先月は千葉工業大学の「AI博士」古田貴之さんに講演をお願いしました。市川・船橋は梨の産地です。梨はベテランにならないと収穫適期がよく分からない。ただ、古田さんによれば、AIは人工知能なので「人間ができることならできる」というのです。その話を生産者にしてもらいました。近隣のJAなどにも声をかけ、250人くらい集まりました。そういう発想を今からしておけば、5年後あるいは10年後の考えにもつながります。古田さんは(梨の)無人店舗なども提案しています。
大金 今野さんは金融畑が長いですよね。
今野 最初に配属された行徳支店管内はすべてのメガバンクがそろっているような地域です。入組したら肥料を運んだり、土の話をしたりするものだと思っていました。そのイメージとは全く異なる金融事業が中心でした。その後、転勤で別の支店に行きましたが、また、同じ行徳支店に戻って融資事業に携わりました。
行徳地区には農業生産者がいません。畑も田んぼもない。でも地域に根づいている大切な組合員さんがいる。その人たちがマンションを経営する。そうした賃貸物件にJAが融資するので貯貸率が上がります。2002年に行徳支店長になり、ちょうど農林中金から行徳支店が住宅ローンのモデルJAになってくれないかという話があって、月1回の土曜日に住宅ローンの相談会を実施することにしました。
当時の住宅ローン融資は1億円いかないレベルでした。それが2年目に10億円。5年後に総務部長になり、全支店で行徳支店をモデルに貯貸率の向上に励みました。
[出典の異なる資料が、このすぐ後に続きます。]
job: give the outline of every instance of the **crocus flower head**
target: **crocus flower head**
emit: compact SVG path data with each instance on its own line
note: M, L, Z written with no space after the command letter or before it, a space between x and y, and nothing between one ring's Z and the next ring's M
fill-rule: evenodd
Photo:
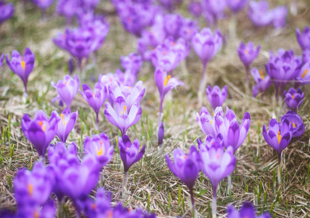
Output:
M166 160L170 170L182 182L192 190L195 181L200 170L198 158L199 153L196 148L191 146L189 149L189 153L184 153L180 148L173 151L173 162L168 154L166 154Z
M71 113L70 108L65 108L60 115L57 114L58 120L56 135L62 142L66 142L67 138L72 131L78 118L78 112Z
M250 67L251 63L258 55L260 49L260 46L255 48L252 41L249 41L247 45L241 42L239 47L237 48L239 58L246 68Z
M40 9L46 10L53 4L54 0L32 0L32 2Z
M234 148L229 146L224 151L220 143L215 141L210 148L201 151L200 155L200 168L212 184L214 198L218 183L235 170L236 157L234 155Z
M66 75L63 77L63 79L58 80L57 84L54 82L51 82L51 84L56 89L58 94L58 95L53 99L52 102L59 100L64 102L68 108L70 108L72 101L80 86L80 80L78 76L74 75L73 79L69 75Z
M184 83L160 68L155 70L154 73L155 82L160 93L161 99L164 100L166 94L172 89L176 89L178 85L183 85Z
M212 106L214 109L217 107L221 107L227 97L227 86L224 85L222 90L217 85L215 85L212 88L211 86L208 85L206 89L207 97L209 102Z
M100 108L103 104L107 95L106 87L103 86L99 82L95 84L94 92L87 84L82 85L83 92L79 90L85 101L89 104L98 116Z
M221 108L219 107L219 110ZM251 124L251 117L248 112L244 114L241 124L237 119L235 112L226 107L225 117L222 111L215 115L215 129L217 134L223 137L224 146L227 149L231 146L235 153L245 139Z
M121 56L122 66L125 70L130 70L133 73L137 73L140 70L143 64L141 55L132 53L128 56Z
M124 165L124 171L126 172L129 168L135 163L138 162L142 158L145 152L145 145L143 145L139 151L140 143L138 139L131 144L130 139L127 135L123 138L119 137L119 148L120 155Z
M248 0L226 0L227 4L235 13L243 9L248 4Z
M194 35L191 45L204 66L217 53L222 46L222 35L218 30L215 30L213 34L211 29L204 28L200 32Z
M299 28L296 29L296 36L299 46L303 50L310 50L310 28L306 26L302 32Z
M4 1L0 1L0 25L10 19L14 14L14 7L13 3L6 4Z
M254 206L252 203L248 202L244 202L242 206L237 211L233 206L228 206L227 207L228 214L227 218L256 218ZM257 218L271 218L268 213L265 213Z
M139 102L135 102L130 110L124 98L120 96L115 101L115 109L109 102L105 103L104 115L109 122L118 127L124 136L127 129L136 124L141 118L142 110Z
M310 61L302 65L296 77L296 79L300 84L310 83Z
M248 16L254 25L263 26L272 23L274 16L266 1L251 1L249 6Z
M25 92L27 93L28 77L34 66L34 54L28 48L25 49L24 56L22 57L17 51L14 50L12 52L11 61L9 59L9 55L7 55L7 63L11 70L23 81Z
M14 194L19 207L42 205L49 199L54 185L54 175L42 161L32 171L20 169L14 179Z
M284 100L286 104L294 111L300 107L303 103L304 95L300 89L297 91L290 88L288 92L284 90Z
M41 110L35 113L33 120L27 114L23 116L21 121L23 132L41 156L44 157L47 147L56 134L58 121L56 111L52 112L49 120Z
M285 6L278 6L270 10L273 14L273 25L275 28L282 28L285 26L288 10Z
M292 138L292 124L285 118L282 123L276 119L272 119L269 123L268 133L266 126L263 126L263 136L266 142L275 149L278 155L279 163L281 160L282 151L286 148Z
M120 85L114 80L109 84L108 91L112 102L114 102L118 97L122 96L126 102L128 109L130 110L135 102L140 102L141 100L144 95L145 88L143 88L143 83L141 80L138 81L133 87Z
M86 137L84 141L84 150L86 154L89 154L95 158L101 167L108 163L114 151L114 147L110 145L110 140L104 133L94 135L91 138Z
M194 16L200 17L202 12L201 3L200 2L191 1L188 5L188 10Z
M290 123L292 123L292 137L300 137L304 133L304 124L302 119L294 112L288 111L286 114L281 117L281 122L283 123L287 119Z
M301 59L294 56L292 50L284 51L279 49L277 55L270 52L270 58L266 64L267 73L272 78L275 79L276 84L283 86L291 79L296 77L300 70Z
M254 67L251 69L251 74L256 82L256 84L253 87L252 89L253 96L255 97L258 94L259 90L264 93L271 85L271 81L270 81L269 75L264 75L262 70L258 70L256 68Z

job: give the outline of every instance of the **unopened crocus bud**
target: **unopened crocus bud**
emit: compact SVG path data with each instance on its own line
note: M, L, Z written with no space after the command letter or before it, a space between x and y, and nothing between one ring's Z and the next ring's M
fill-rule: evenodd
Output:
M163 140L165 135L165 130L164 129L164 124L163 122L161 122L158 129L158 145L161 146L163 144Z

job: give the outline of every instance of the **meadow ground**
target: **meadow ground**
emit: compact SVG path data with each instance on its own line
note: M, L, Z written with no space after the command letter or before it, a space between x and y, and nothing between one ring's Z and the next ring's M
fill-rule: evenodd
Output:
M0 208L14 209L12 181L18 169L29 168L38 159L37 153L24 137L21 128L21 119L24 113L33 117L35 112L42 109L48 114L53 110L61 112L62 108L51 101L56 92L50 84L57 82L68 73L68 55L57 48L52 39L65 27L63 18L54 16L54 7L48 11L46 21L41 19L40 11L31 4L25 12L20 1L13 1L16 7L13 18L4 23L0 29L0 51L9 54L14 49L23 52L29 47L35 53L35 65L28 80L27 98L23 97L23 87L20 79L11 71L6 64L0 73L0 126L1 140L0 156ZM269 1L271 2L271 1ZM289 4L287 0L273 1ZM276 51L283 48L292 49L301 54L296 40L295 29L303 28L310 24L310 6L307 0L298 1L298 14L290 15L286 26L280 30L272 27L254 28L246 16L245 11L237 17L237 35L232 36L234 21L231 17L220 21L218 27L226 37L222 49L208 65L208 83L222 87L226 84L228 96L223 106L234 109L239 120L244 113L251 114L251 123L248 137L237 154L237 165L232 173L233 189L230 195L226 194L227 180L223 180L217 193L218 216L224 217L229 204L240 206L245 201L255 204L259 213L270 210L277 217L306 217L310 213L310 105L308 85L302 88L305 93L304 103L299 113L305 125L305 131L299 139L294 139L283 151L283 182L276 182L278 158L276 153L264 140L261 134L264 124L274 117L279 120L288 109L283 100L275 100L274 86L272 86L263 100L260 96L253 99L251 92L245 87L245 73L237 54L236 47L242 41L252 40L260 45L261 52L252 67L263 68L270 50ZM178 10L185 17L190 15L183 5ZM113 72L121 68L120 57L136 51L136 39L123 29L114 9L107 0L102 1L99 12L105 13L110 27L102 47L98 52L97 63L89 65L82 82L93 87L94 80L100 73ZM206 26L200 20L201 27ZM189 57L174 72L174 75L185 85L165 100L163 120L165 138L161 149L157 143L157 120L160 98L153 77L151 64L144 63L139 73L138 79L143 81L146 93L141 102L141 120L127 132L131 138L138 138L146 145L146 154L134 164L129 172L128 187L131 192L126 203L132 208L141 207L154 212L158 217L175 217L183 215L190 217L186 203L189 196L187 189L170 171L164 158L179 147L188 151L189 146L197 145L198 138L204 135L196 122L198 106L197 91L202 65L192 50ZM77 71L75 71L76 73ZM254 80L251 80L251 86ZM286 89L288 89L288 85ZM203 106L212 108L205 94ZM85 138L96 133L95 117L93 110L78 94L72 102L72 111L79 111L79 118L74 130L67 143L74 142L78 145L79 154L84 151ZM99 132L106 133L112 144L115 144L119 130L108 122L101 108L99 117ZM9 136L9 137L8 137ZM56 142L54 139L53 143ZM13 147L14 146L14 147ZM12 153L10 159L10 153ZM112 193L112 201L121 201L121 184L123 178L122 164L119 154L103 170L104 187ZM78 184L77 184L78 185ZM129 188L130 187L130 188ZM255 194L255 193L257 193ZM211 217L212 188L208 179L202 174L197 180L195 198L200 217ZM74 216L71 202L67 200L65 208L68 217Z

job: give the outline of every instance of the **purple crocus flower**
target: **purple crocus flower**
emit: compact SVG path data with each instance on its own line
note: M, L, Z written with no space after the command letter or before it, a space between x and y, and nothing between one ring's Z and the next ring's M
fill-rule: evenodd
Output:
M136 102L140 102L145 92L143 88L143 82L139 80L134 87L124 86L121 87L116 81L113 81L108 85L108 91L112 102L120 96L124 98L130 110L132 105Z
M234 153L236 152L248 135L251 124L250 114L246 112L241 124L239 124L235 112L226 107L225 117L223 116L222 111L218 112L215 115L215 121L216 133L222 135L225 147L227 149L231 146Z
M266 142L277 152L280 165L281 153L286 148L292 139L292 124L286 118L282 123L279 123L276 119L272 119L269 122L268 132L266 126L263 126L263 136Z
M25 49L23 57L17 51L14 50L12 52L11 61L9 55L7 55L7 63L11 70L22 79L24 82L25 93L27 94L27 82L34 66L34 54L28 48Z
M294 56L292 50L285 51L279 49L276 56L270 51L270 58L265 67L268 75L276 80L276 91L280 86L281 93L283 93L285 84L296 77L301 64L300 57Z
M222 45L222 35L218 30L214 34L208 28L204 28L195 34L191 45L196 54L201 59L204 69L211 59L217 53Z
M57 112L55 111L51 114L49 120L41 110L35 113L33 120L27 114L23 116L21 121L23 132L42 157L44 157L47 147L56 134L58 121Z
M267 89L271 85L271 81L270 81L269 75L264 75L262 70L258 70L256 68L254 67L251 69L251 74L256 82L256 84L252 89L253 96L255 97L259 90L262 92L263 94L264 93Z
M52 102L59 100L64 102L67 107L70 108L72 101L80 86L80 80L78 76L74 75L73 79L69 75L66 75L63 79L58 80L57 84L54 82L51 82L51 84L56 89L58 94L58 95L52 100Z
M32 170L20 169L14 179L14 195L19 208L44 204L54 184L54 175L42 161L36 162Z
M4 58L4 54L1 55L1 57L0 58L0 69L2 67L2 64L3 63L3 59Z
M226 0L227 5L234 13L243 9L247 6L248 2L248 0Z
M41 10L45 11L53 4L54 0L32 0L32 2Z
M188 5L188 10L194 16L196 17L200 17L202 12L201 3L191 1Z
M94 92L87 84L83 84L82 88L83 88L83 92L82 92L80 90L79 92L96 113L96 122L97 123L97 129L98 129L99 112L106 98L106 87L103 86L99 82L96 82L95 84Z
M256 218L254 206L252 203L248 202L244 202L242 206L237 211L233 206L228 206L227 207L227 218ZM265 213L257 218L271 218L268 213Z
M299 84L310 83L310 61L302 65L296 77L296 79L298 81L298 83Z
M78 118L78 112L71 113L70 108L65 108L60 115L57 114L58 124L56 135L62 142L65 143L72 131Z
M183 85L184 83L175 78L172 77L171 75L167 75L167 72L158 68L154 73L155 82L160 93L161 103L160 105L159 115L158 117L159 125L161 120L163 103L166 94L172 89L176 89L178 85Z
M299 28L296 29L296 36L297 39L303 50L310 50L310 28L306 26L302 32L300 32Z
M236 162L232 147L229 146L224 151L223 146L217 141L213 143L209 149L204 149L200 152L199 165L212 185L213 217L215 217L216 214L216 188L218 183L234 171Z
M114 147L110 145L110 140L104 133L94 135L91 138L87 137L84 141L84 150L86 154L90 154L96 159L101 167L108 163L114 151Z
M6 4L4 1L0 1L0 25L10 19L14 14L14 6L13 3Z
M173 162L168 154L166 161L170 170L184 183L189 189L191 204L195 213L193 189L200 168L198 162L199 154L194 146L190 146L189 153L184 153L180 148L173 151Z
M130 70L136 74L142 67L143 61L141 55L132 53L128 56L121 56L122 66L125 70Z
M212 88L210 85L208 85L206 89L207 97L209 102L212 106L214 109L217 107L221 107L227 97L227 86L224 85L222 90L217 85L215 85Z
M273 25L275 28L282 28L285 26L288 9L285 6L278 6L270 10L273 14Z
M267 1L251 1L249 6L248 16L255 26L267 26L273 22L273 15L272 12L269 10Z
M281 122L283 123L285 119L287 119L290 123L292 123L292 138L298 138L301 136L304 133L304 124L302 119L294 111L288 111L286 114L281 117Z
M105 103L104 115L109 122L118 127L124 136L127 129L136 124L141 118L142 110L139 102L135 102L129 109L124 98L120 96L115 101L115 109L109 102Z
M304 95L300 89L297 91L290 88L288 92L284 90L284 100L286 104L292 110L296 111L303 103Z
M140 143L138 139L131 144L130 139L127 135L123 138L119 137L119 149L120 155L124 165L124 171L126 173L129 168L135 163L139 161L144 154L145 152L145 145L143 145L142 148L139 151Z
M260 46L257 46L255 49L252 41L249 41L246 45L242 42L240 43L239 47L237 48L239 58L246 68L247 83L249 83L249 79L250 65L258 55L260 49Z

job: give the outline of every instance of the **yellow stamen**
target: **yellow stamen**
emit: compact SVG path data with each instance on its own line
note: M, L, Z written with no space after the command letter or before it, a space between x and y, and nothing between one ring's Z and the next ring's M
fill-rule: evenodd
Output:
M34 212L33 216L34 216L34 218L40 218L40 215L39 215L38 212L37 212L37 211L35 211Z
M171 76L170 75L168 75L168 76L166 76L166 77L165 77L165 81L164 81L164 86L167 85L168 82L169 81L169 79L170 79L170 78L171 78Z
M96 149L97 149L97 155L98 156L100 156L103 154L103 149L102 147L99 151L98 150L98 148L96 148Z
M259 70L259 74L260 74L260 77L261 77L261 78L262 79L264 79L264 78L265 78L265 77L264 76L264 73L263 73L262 70Z
M302 75L301 75L301 78L304 77L304 76L307 74L307 73L308 73L308 72L309 70L308 70L307 69L304 70L304 71L303 71L303 73L302 74Z
M280 134L280 131L278 132L278 136L277 136L277 138L278 138L278 141L279 142L279 144L280 144L280 143L281 141L281 135Z
M23 67L23 69L25 71L25 68L26 67L26 63L24 61L23 58L22 58L21 61L20 62L20 64L21 64L22 67Z
M33 187L30 184L28 184L28 193L31 196L33 193Z

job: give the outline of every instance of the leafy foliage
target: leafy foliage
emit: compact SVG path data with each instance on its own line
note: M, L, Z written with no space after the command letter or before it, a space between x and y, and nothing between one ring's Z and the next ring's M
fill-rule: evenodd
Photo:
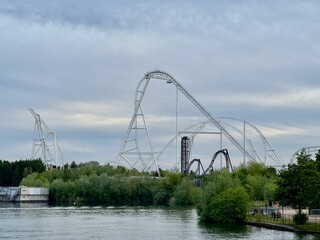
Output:
M0 160L0 186L19 186L24 177L31 173L44 172L45 169L40 159L15 162Z
M297 207L301 215L301 209L320 207L319 160L312 160L310 155L304 152L297 156L296 164L289 164L288 168L282 170L277 181L277 199L282 204Z

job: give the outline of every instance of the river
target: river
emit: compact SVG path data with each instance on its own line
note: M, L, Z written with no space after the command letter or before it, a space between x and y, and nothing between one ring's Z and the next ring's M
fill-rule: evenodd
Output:
M320 239L246 225L205 225L194 208L0 203L0 239Z

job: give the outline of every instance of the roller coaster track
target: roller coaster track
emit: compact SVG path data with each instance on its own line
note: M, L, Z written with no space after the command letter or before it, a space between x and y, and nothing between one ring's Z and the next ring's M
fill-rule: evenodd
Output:
M226 129L220 124L218 119L215 119L175 78L170 74L155 70L147 72L137 85L135 100L134 100L134 113L128 126L125 138L120 147L117 157L117 166L120 161L124 160L130 168L135 168L138 171L149 171L155 165L159 173L157 155L159 152L154 152L150 134L142 111L141 103L145 95L147 86L151 79L164 80L167 83L172 83L176 86L183 95L211 122L221 134L223 134L234 146L236 146L249 160L256 161L256 157L248 152L244 146L241 145ZM149 151L141 151L138 141L138 133L144 132L148 139ZM177 137L177 136L176 136ZM161 153L161 152L160 152ZM135 160L130 160L129 156L137 156Z

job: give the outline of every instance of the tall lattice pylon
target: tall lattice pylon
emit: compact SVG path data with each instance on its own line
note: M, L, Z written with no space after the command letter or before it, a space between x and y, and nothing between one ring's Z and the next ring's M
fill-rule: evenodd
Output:
M220 134L220 136L224 136L230 143L232 143L240 152L243 153L244 161L248 159L250 161L258 161L262 162L262 157L257 155L255 148L252 145L252 142L247 137L246 134L246 126L248 126L248 122L243 123L244 131L243 133L236 127L228 127L228 125L222 124L221 119L214 118L176 79L174 79L171 75L166 72L160 70L154 70L151 72L147 72L144 77L138 83L135 93L134 100L134 112L128 126L127 132L123 139L123 143L121 145L118 158L117 158L117 166L120 164L131 169L137 169L138 171L149 171L152 167L155 167L156 171L159 173L158 159L159 156L163 153L163 151L167 148L168 144L172 143L174 140L178 139L179 135L179 124L176 123L176 136L163 148L162 151L155 152L150 140L150 134L148 131L148 127L145 121L145 116L142 111L142 100L145 95L147 86L150 80L161 80L167 83L171 83L177 88L177 92L182 93L187 100L189 100L199 111L202 113L204 117L207 118L208 122L211 123L215 128L217 128L217 132L215 134ZM178 98L177 98L178 101ZM178 102L176 103L178 105ZM176 113L176 119L178 120L178 111ZM267 161L267 157L269 157L272 153L275 156L273 158L278 164L283 165L283 162L278 154L276 154L275 150L272 148L271 144L266 140L266 138L262 135L262 133L253 125L250 124L254 130L258 133L260 138L262 139L264 145L264 163ZM229 130L231 129L231 131ZM201 133L201 129L196 130L196 132ZM237 138L236 136L239 134L234 134L234 132L239 133L242 138ZM214 133L214 132L213 132ZM191 136L191 139L195 135ZM192 142L192 141L191 141ZM222 142L222 140L221 140ZM222 144L220 144L222 149ZM246 145L249 145L248 147ZM178 151L177 151L178 153ZM270 156L271 157L271 156Z
M63 167L63 155L55 132L50 131L32 108L29 108L29 111L35 119L31 159L40 158L47 168Z

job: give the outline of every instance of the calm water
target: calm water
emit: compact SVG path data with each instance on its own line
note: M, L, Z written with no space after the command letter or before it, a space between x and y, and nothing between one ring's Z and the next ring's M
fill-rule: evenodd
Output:
M203 225L195 209L0 203L0 239L320 239L251 226Z

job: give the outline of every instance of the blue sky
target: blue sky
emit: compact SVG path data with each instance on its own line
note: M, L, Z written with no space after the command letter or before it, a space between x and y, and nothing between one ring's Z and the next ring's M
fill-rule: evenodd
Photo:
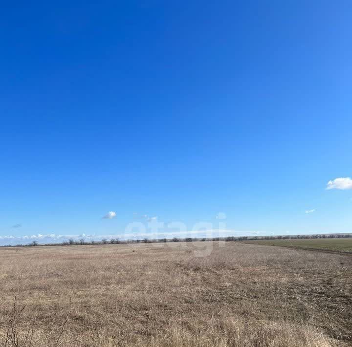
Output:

09年には常務理事の立場で信用事業に特別推進課を立ち上げ、住宅ローンを拡大しました。昨年8月にはJAバンクローン1000億円を突破し、それが大きな収益源となっています。
大金 准組合員拡大にも力を注いできましたね。
准組合員拡大運動 胸張るJAに
今野 人口減少社会の到来で、正組合員の減少が目に見えています。行徳や浦安の地区の人たちにJAいちかわの野菜や梨を持って行き、管内農産物をピーアールしながら拡大運動に取り組みました。組合長になり、昨年1月に3か年計画で5000人に増やす目標にしましたが、今では6000人を超えています。
行徳支店が手狭になってきたので、「和の大家」として知られる建築家の隈研吾さんに設計をお願いし、新しい店舗を再来年に建設予定です。完成するまでに准組合員を1万5000人に増やす目標を掲げています。地域の皆さんからいいJAだと言われ、職員には同窓会などで「うちはいいJAだぞ」と胸が張れるような組織・事業・経営を目指しています。
大金 金融事業の現場ではバブルやその崩壊にも遭遇しました。
今野 「ある時払いの催促なし」「金に金を貸す」という時代でしたね。バブル崩壊で困ったのは不良債権処理です。一番多かった時の返済額は130億円、今は5億円以下になっています。04年にJA船橋市と合併します。当時の小泉勉組合長からは、貴重な薫陶を受けました。本当に「熱い」素敵な先輩でした。若い人たちには、例えば住宅ローンにしても組合員さんと一緒になってマイホームを喜び合うような職員になってほしいと話しています。
大金 「JAを変えたい」という問題意識を持たれたのは?
今野 25~30年前に神奈川県のJAが一番いい時期に合併しています。貯金が1兆円を超えると、あれだけの収益になるのだなと思いました。合併しないと貯金の残高が増えない。また、集めたお金を農林中金に預けても利息では食べることができないので、自分たちで運用・運営するしかない。総合事業を抜本的に変えていかなければいけないと思いました。県外JAとは、今でも親しく交流させていただいています。教えてもらえるJAがあるということは、実にありがたい。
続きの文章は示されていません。